I'm currently learning about jsf 2.0 from core jsf 2.0 book + glassfish + cdi.

I would like to ask a question about handling validations that are not defined in the jsf pages or managed/named beans with bean-validation-framework. I got these tiers in my head :

  • 1) ui tier / jsf pages
  • 1.5) jsf managed / named beans (i use 1.5, because i think it's still tightly coupled with the jsf tier, like the backing beans)
  • 2) business logic tier (which are clean from jsf stuffs / imports, doing only pure business logic stuffs)
  • 3) persistence tier

I imagine tier 1.5(jsf bean) initializing and calling tier 2(business logic objects), supplying arguments when calling business methods, fetching result, populating the result into jsf bean properties, so that the ui could render correctly.

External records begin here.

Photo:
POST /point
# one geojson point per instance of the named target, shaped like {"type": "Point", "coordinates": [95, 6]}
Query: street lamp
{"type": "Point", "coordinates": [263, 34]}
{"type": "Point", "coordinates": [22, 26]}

What im curious is the fact that the tier 2(business logic objects) could do validations on the supplied arguments, or validating data, etc, and could throw exceptions or error objects.

I think i could handle the exceptions and get the error objects in the tier 1.5(jsf managed beans), but how am i supposed to display the error in the rendered pages ? I cant seem to find it from the book im reading, but i'm hoping there's a way to create a global error message and somehow could inject it into somewhere so that it gets rendered by the tag ?

Thank you !

like image 714
Albert Gan Avatar asked Nov 16 '10 11:11

Albert Gan


1 Answers

You can use FacesContext#addMessage() to add a FacesMessage to the context programmatically.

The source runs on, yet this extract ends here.